In my book The Road to 9/11, I have argued that there has existed, at least since World War Two if not earlier, an analogous American deep state, also combining intelligence officials with elements from the drug-trafficking underworld. [6] I also pointed to recent decades of collaboration between the U.S. deep state and al-Qaeda, a terrorist underworld whose drug-trafficking activities have been played down in the 9/11 Commission Report and the mainstream U.S. media. [7]

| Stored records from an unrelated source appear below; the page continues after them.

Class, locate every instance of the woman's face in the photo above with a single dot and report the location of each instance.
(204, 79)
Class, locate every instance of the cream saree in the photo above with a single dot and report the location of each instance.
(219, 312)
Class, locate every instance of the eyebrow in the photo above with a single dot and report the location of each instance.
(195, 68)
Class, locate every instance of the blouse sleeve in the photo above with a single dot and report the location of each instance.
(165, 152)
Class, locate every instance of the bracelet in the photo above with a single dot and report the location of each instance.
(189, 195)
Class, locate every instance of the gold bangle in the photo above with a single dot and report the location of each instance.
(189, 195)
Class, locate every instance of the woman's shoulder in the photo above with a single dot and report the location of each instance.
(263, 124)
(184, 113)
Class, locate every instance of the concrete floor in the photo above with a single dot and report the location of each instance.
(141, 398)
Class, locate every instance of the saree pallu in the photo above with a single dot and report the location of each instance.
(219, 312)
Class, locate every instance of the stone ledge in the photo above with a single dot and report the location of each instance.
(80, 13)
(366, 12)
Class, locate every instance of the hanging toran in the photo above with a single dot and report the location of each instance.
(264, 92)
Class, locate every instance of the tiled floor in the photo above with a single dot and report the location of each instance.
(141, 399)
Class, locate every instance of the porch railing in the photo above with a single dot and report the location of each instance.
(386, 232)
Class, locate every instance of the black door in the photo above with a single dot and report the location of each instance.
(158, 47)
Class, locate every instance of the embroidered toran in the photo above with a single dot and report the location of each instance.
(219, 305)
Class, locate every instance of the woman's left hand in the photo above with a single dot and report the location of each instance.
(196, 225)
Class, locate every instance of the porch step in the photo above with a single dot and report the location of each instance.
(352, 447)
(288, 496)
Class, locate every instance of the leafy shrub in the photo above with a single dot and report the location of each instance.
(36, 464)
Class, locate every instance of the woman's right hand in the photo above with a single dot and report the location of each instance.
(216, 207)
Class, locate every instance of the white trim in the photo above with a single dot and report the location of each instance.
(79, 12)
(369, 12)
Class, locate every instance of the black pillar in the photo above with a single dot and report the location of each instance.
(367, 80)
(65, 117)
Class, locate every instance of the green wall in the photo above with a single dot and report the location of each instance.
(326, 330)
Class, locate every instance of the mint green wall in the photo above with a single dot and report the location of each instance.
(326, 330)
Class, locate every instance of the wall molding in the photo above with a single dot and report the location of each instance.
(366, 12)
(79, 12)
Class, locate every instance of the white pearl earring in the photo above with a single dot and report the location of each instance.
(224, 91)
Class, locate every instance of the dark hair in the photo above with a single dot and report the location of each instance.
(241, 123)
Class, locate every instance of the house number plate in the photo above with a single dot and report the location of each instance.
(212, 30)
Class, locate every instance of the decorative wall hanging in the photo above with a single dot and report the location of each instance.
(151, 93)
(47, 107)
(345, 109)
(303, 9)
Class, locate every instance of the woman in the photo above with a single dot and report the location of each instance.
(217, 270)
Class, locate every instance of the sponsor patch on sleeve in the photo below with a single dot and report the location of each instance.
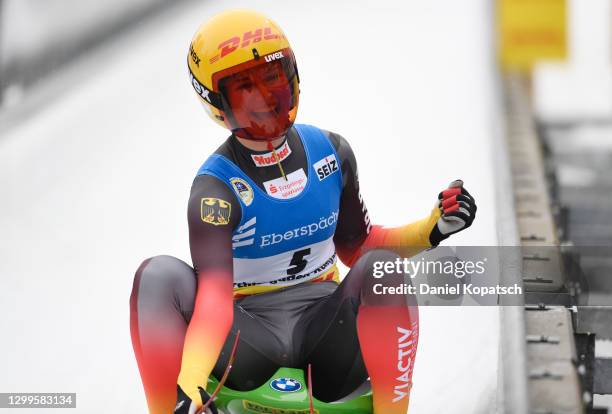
(215, 211)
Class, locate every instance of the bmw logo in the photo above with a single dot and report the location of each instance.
(285, 385)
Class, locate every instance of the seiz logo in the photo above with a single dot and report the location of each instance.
(326, 167)
(252, 36)
(274, 56)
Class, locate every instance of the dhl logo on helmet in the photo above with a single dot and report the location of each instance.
(234, 43)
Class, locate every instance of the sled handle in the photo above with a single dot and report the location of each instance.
(310, 389)
(224, 377)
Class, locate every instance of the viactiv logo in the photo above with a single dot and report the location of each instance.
(285, 385)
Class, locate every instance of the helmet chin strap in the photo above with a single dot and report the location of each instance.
(277, 158)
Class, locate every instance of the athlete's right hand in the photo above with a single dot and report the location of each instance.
(184, 404)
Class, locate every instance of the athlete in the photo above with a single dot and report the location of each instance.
(269, 214)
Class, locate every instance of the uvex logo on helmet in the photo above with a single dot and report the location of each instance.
(252, 36)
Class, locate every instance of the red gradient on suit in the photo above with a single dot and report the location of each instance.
(170, 352)
(405, 240)
(388, 336)
(158, 354)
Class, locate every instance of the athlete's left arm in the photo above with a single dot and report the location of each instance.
(454, 211)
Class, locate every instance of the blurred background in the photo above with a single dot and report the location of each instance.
(101, 135)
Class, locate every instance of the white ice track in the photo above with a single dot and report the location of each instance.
(96, 177)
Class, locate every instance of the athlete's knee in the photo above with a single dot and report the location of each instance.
(164, 277)
(384, 280)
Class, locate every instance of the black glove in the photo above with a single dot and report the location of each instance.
(458, 210)
(184, 405)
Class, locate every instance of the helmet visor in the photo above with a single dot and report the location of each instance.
(260, 96)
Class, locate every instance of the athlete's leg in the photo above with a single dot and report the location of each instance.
(387, 328)
(161, 306)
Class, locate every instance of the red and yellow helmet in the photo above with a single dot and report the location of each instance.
(243, 69)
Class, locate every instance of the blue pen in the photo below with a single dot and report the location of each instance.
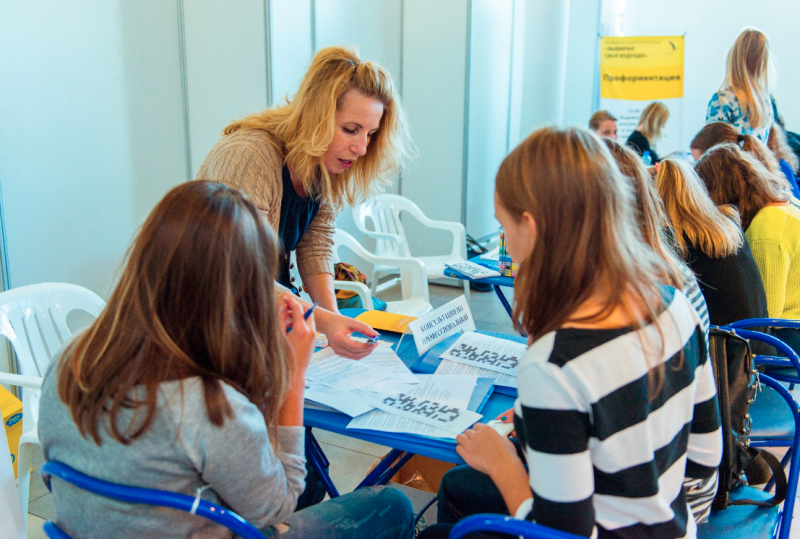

Still to be explained is the suppressed anomalous fact that al-Qaeda's top trainer on airplane hijackings, Ali Mohamed, was simultaneously a double-agent reporting to the FBI, and almost certainly still maintained a connection to the CIA which had used him as an agent and helped bring him to this country in the 1980s. [8] It is not disputed that Ali Mohamed organized the Embassy bombing in Kenya; and that he did so after the RCMP, who had detained him in Vancouver in the presence of another known terrorist, released Mohamed on instructions from the FBI. [9]

From this historic background of collaboration, I would offer a hypothesis for further investigation: that the American deep state is somehow implicated with al-Qaeda in the atrocity of 9/11; and that this helps explain the conspicuous involvement of the CIA and other U.S. agencies in the ensuing cover-up.

Sibel Edmonds, the Turkish-American who was formerly an FBI translator, has publicly linked both al-Qaeda and American officials to the Turkish heroin trafficking that underlies the Turkish deep state. Although she has been prevented from speaking directly by an extraordinary court order, [10] her allegations have been summarized by Daniel Ellsberg: "Al Qaeda, she's been saying to congress, according to these interviews, is financed 95% by drug money — drug traffic to which the US government shows a blind eye, has been ignoring, because it very heavily involves allies and assets of ours — such as Turkey, Kyrgyzstan, Tajikistan, Pakistan, Afghanistan — all the 'Stans — in a drug traffic where the opium originates in Afghanistan, is processed in Turkey, and delivered to Europe where it furnishes 96% of Europe's heroin, by Albanians, either in Albania or Kosovo — Albanian Muslims in Kosovo — basically the KLA, the Kosovo Liberation Army which we backed heavily in that episode at the end of the century….Sibel says that suitcases of cash have been delivered to the Speaker of the House, Dennis Hastert, at his home, near Chicago, from Turkish sources, knowing that a lot of that is drug money."[11]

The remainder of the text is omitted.